President Bush's re-election campaign has begun airing millions of dollars worth of television ads in more than a dozen states that both sides see as key to victory. Some of these early election-year commercials are creating controversy.
The ads never mention the president's likely Democratic opponent, Massachusetts Senator John Kerry. Instead, they focus on bolstering the image of Mr. Bush, and point to his record during trying times.
"Some challenges we have seen before. And some were like no others. But America rose to the challenge," says one commercial.
The words are not the source of the controversy, as much of the pictures that accompany them.
Two of the ads include video footage of the aftermath of the September ll, 2001 terrorist attacks on the United States, including the ruins of New York's World Trade Center juxtaposed against an American flag.
Relatives of some of the victims have criticized the commercials, saying the Bush re-election campaign is using a moment of personal tragedy for political gain.
Aides to the president strongly deny that is the case. White House spokesman Scott McClellan says it is important to remember the lessons of September 11, saying the events of that day forever changed the world.
He told reporters traveling with the president in California that steady leadership is vital to how the United States wages the war on terrorism, adding that Americans must decide how best to continue that battle.
Mr. Bush touched on the issue during his California campaign stops. At a luncheon with supporters in Santa Clara, he talked about his commitment to achieve victory over the terrorist threat.
"Great events will turn on this election," he said. "The man who sits in the Oval Office will set the course of the war on terror and the direction of our economy. The security and prosperity of America are at stake."
The president said John Kerry has not offered any strategy to win the war, or boost economic growth. And although Senator Kerry is not yet his party's official nominee, Mr. Bush referred to him as "my opponent."
"So far all we hear from that side is a lot of old bitterness, and partisan anger," he said. "Anger is not an agenda for the future of America."
President Bush launched his two-day campaign swing in California on Wednesday, one day after voters in that state cast ballots to help choose the Democrat who will run against him.
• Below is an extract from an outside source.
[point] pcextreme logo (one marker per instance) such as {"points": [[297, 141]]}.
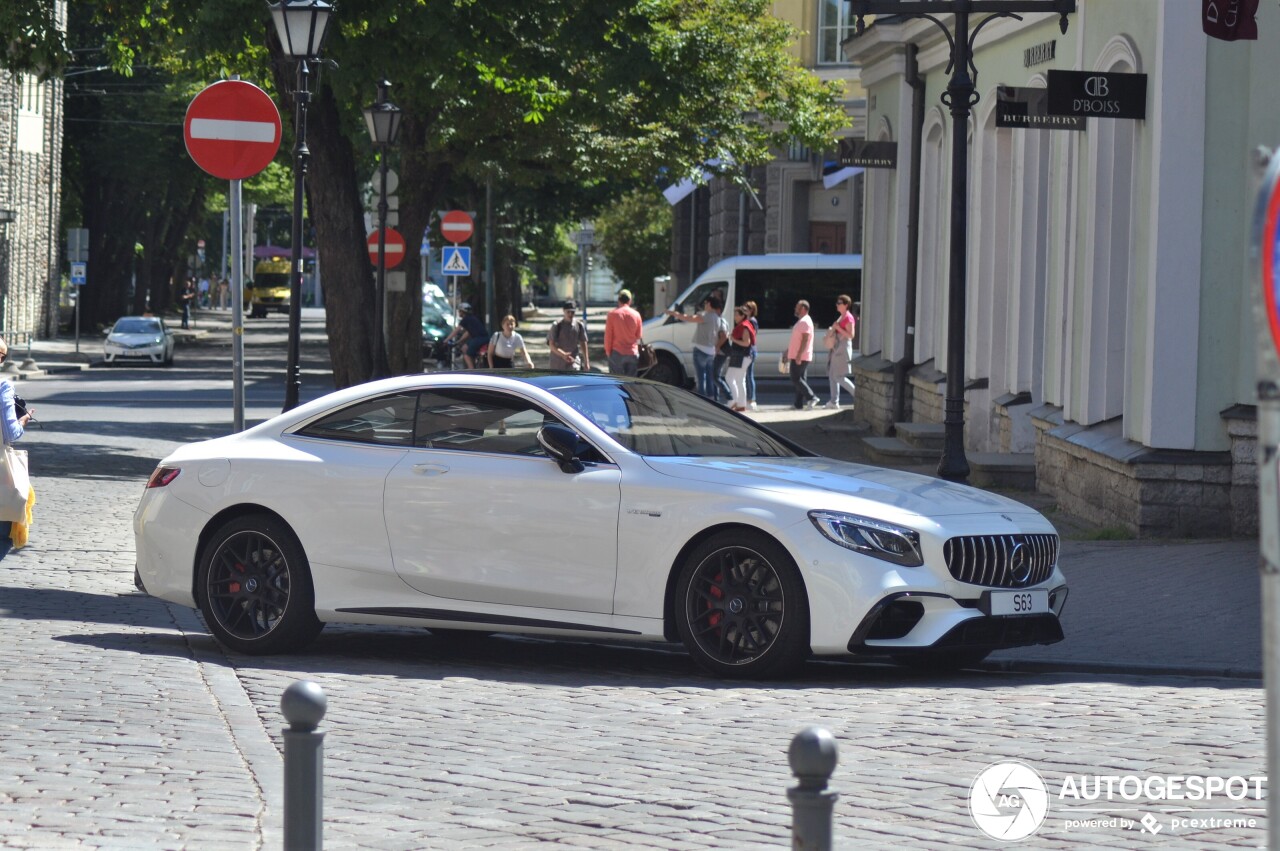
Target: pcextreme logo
{"points": [[1009, 801]]}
Republican officials in California say they plan an all-out effort to win the state in November, even though it has sided with the Democratic candidate in recent presidential elections. They point to the popularity of the new Republican governor, Arnold Schwarzenegger, and an increase in new party members.
The Bush campaign also has reason to be pleased with its fund-raising in California. The president raised over $700,000 at just one event in Santa Clara. Campaign officials say supporters in California have now contributed a total of about $12.5 million to his re-election effort.